Politicians then have a tough job, because most interventions suggested by academic researchers come from stylized views of the world that ignore potential side effects of the intervention. These side effects are sometimes positive, sometimes negative impacts on special interest groups.
Let’s take the economists’ price on carbon as an example. The idea that the correct price on carbon would save us from climate change stems from a highly stylized model of the world, the model of public goods and externalities. In that model the price on carbon works perfectly. In practice, specific interest groups such as the ‘gilets jaunes’ disagree strongly. It’s then the problem of the politicians to figure out how much importance they should place on these special interest groups and thus how far the policy will shift away from the economists’ first best suggestion. What tends to be forgotten is that this process is an entirely political one.
Is that a reason for economists to ignore this political process? Definitely not. If a suggested policy works wonders in a lab setting but in practice is not implementable, then economists have to understand that this is a limitation and it should be controlled for in their models.

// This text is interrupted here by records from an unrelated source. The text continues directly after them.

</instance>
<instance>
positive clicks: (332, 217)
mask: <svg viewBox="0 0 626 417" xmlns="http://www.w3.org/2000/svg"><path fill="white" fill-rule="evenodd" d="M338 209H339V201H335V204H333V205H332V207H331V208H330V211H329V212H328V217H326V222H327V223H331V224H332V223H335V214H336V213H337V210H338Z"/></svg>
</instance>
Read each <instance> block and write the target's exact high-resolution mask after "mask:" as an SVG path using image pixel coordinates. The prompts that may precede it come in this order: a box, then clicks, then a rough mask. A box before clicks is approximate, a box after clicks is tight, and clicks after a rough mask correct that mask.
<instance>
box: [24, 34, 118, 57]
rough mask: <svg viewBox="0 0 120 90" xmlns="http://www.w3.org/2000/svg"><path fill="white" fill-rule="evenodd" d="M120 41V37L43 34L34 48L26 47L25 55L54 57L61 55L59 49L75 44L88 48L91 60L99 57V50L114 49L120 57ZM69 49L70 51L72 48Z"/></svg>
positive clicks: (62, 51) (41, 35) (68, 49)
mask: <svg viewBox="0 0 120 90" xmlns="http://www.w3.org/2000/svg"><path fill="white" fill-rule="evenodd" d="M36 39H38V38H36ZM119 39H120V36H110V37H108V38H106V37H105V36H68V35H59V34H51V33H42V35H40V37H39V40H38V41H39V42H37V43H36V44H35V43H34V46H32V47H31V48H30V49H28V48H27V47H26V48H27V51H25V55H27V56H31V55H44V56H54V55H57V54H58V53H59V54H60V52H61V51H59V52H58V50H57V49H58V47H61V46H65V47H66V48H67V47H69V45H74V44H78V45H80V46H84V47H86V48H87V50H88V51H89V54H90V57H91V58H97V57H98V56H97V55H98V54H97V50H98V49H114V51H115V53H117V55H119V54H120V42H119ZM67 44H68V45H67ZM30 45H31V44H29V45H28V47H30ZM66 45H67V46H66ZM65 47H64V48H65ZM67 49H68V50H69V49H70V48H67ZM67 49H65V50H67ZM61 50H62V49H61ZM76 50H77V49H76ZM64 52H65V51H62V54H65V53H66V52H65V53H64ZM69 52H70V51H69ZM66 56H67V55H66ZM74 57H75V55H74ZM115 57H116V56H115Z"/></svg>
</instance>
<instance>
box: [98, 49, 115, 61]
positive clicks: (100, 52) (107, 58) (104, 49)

At the same time, politicians cannot ask economists to do their job for them. There is a reason for which economists are economists and not politicians. Economists should give politicians an objective view of the world whereas politicians have to juggle around and somehow find ways to accomodate the subjective positions of those that are affected by the policies.
So where does this lead us in the debate on the policy-academia gap? Politicians have to understand better that economists are well equiped to tell them about the best solution and they need this information. That information is the reference point, the status quo from which any concessions made to interest groups will be evaluated upon. If the economist would already include some concessions into the model, then this would change the reference point (most likely reduce the bar) and thus the costs of giving in to some special interest groups would seem lower. This would only drive the policy that finally is implemented even further away from the optimum and thus lead to higher social costs.
Economists should accept that the ideal solution is very unlikely to be implemented, but instead help politicians in evaluating the costs of giving in to some interest groups. In that way, the politicians have some guidance as to how costly these concessions are and it would help to choose between various concessions to different groups.
Very often though the political program has its own unpredictable dynamics. Due to this it is of utmost importance that policies not only get evaluated before but also after they have been implemented. There is little to none overall ex post evaluation in Europe and it would be a good idea that politicians give incentives for outside reviews of the policies that they introduced.